Principles system is based on:
-- Over the long term, high interest rate currencies appreciate against low interest rate currencies.
-- An appropriately designed trendfollowing system using a very long lookback period and buying or selling breakouts and exiting trades upon return to the moving average will be profitable over time if it is applied to a diversified portfolio of many markets and takes roughly equal-sized bets in each market.
-- A very long term system with infrequent trading minimizes the costs of slippage and commissions and therefore increases the profitability of the system.

That being said, I scan through many different currency crosses to determine which ones are moving in which directions. I do this using my Bloomberg terminal, which lets me look at literally any currency that I want.
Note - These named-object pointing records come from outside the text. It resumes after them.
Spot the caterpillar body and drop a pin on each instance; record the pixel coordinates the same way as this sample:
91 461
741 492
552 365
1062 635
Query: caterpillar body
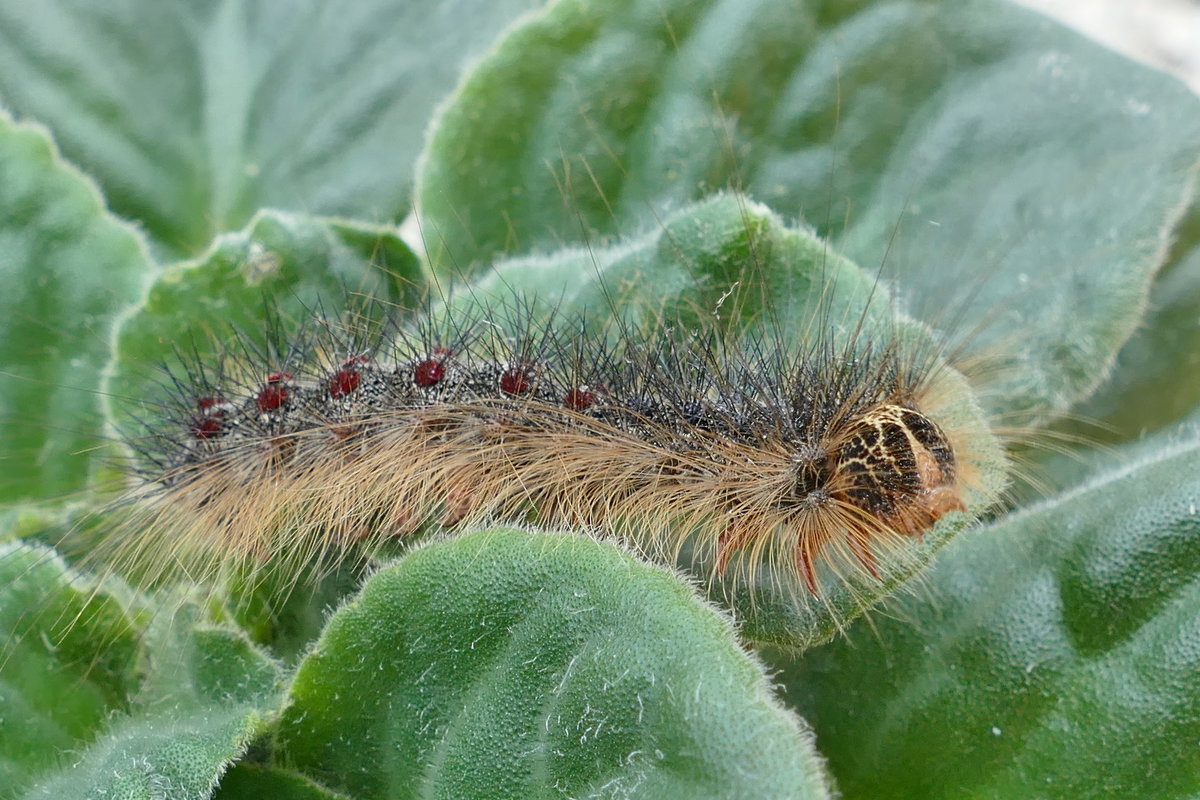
748 452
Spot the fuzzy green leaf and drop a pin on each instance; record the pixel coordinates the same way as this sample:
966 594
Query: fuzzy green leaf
192 116
247 782
508 663
69 269
207 696
1035 175
67 657
1051 655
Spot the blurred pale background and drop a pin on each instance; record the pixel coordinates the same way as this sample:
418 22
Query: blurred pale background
1162 32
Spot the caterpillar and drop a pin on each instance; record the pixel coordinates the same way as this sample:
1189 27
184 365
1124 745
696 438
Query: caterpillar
805 458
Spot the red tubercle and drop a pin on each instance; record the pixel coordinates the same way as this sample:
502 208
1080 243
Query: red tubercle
343 382
579 400
517 379
275 392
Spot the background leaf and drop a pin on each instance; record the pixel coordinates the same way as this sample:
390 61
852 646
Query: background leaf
507 663
195 115
69 269
207 696
1053 654
1033 174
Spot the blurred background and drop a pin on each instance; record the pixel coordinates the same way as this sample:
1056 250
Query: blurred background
1162 32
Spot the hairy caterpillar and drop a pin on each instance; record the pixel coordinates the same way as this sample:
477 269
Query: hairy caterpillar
745 449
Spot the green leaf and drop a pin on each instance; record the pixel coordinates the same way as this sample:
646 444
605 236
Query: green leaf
1053 655
252 284
69 269
1035 175
249 782
1157 377
207 696
195 115
508 663
67 657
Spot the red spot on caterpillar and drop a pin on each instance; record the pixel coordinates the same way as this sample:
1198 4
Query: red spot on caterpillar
275 392
429 372
517 379
579 400
343 382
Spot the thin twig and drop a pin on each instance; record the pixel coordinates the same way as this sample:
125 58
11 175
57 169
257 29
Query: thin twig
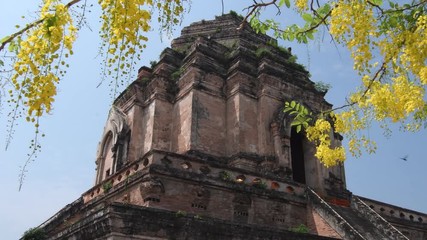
252 10
29 26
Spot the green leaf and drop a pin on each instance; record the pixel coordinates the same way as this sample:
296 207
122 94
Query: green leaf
293 103
4 39
307 17
377 2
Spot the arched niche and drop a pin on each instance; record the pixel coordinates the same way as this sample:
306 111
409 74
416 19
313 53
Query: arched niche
113 149
290 147
297 155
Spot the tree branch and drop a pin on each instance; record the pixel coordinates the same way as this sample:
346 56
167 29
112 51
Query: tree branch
29 26
252 10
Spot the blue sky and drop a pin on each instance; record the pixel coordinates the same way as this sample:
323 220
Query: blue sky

It also lets me choose from exotic crosses, examine short-term interest rates in each country, and compare volatility of different crosses.

I then settle on 5-8 currency crosses to open trades in. These crosses will have large interest rate differences in favor of the currency I buy. That means I'll be earning a nice carry throughout the course of the trade. The cross will also be trending in the direction of the currency I buy on a very long-term basis.

I then use Currenex to open the positions. Currenex lets me go to banks with a contract and let them compete against each other for prices. This is a wonderful tool for the trader -- I frequently see 1 pip spreads for EUR/USD spot. But I am doing forward contracts on relatively exotic crosses, so I request the banks for quotes and those and select the best that comes back. I generally do 3 month forwards for these.

How big a position do I open? I look at the volatility of each cross and equally weight each one based on the relative volatility. That means for a more volatile cross I have a smaller position on and for a less volatile cross I have a bigger position on.

My current positions are as follows:

Long Slovakian against Swiss (SKK/CHF)
Long Brazilian against Mexican (BRL/MXN)
Long Aussie against Singapore (AUD/SGD)
Long Kiwi against Japanese (NZD/JPY)
Long Hungarian against Norwegian (HUF/NOK)
Long Turkish against US (TRL/USD)
Long British against Taiwanese (GBP/TWD)


I hope everyone finds this interesting and helpful. I love this strategy and it's been quite profitable for me since I started trading it 3 months ago. I also combine it with a similar strategy trading commodity futures, and my research has shown that the combination should improve risk-adjusted return. FX Concepts has achieved sharpe ratios of 2+ with its strategies and I think this is quite doable.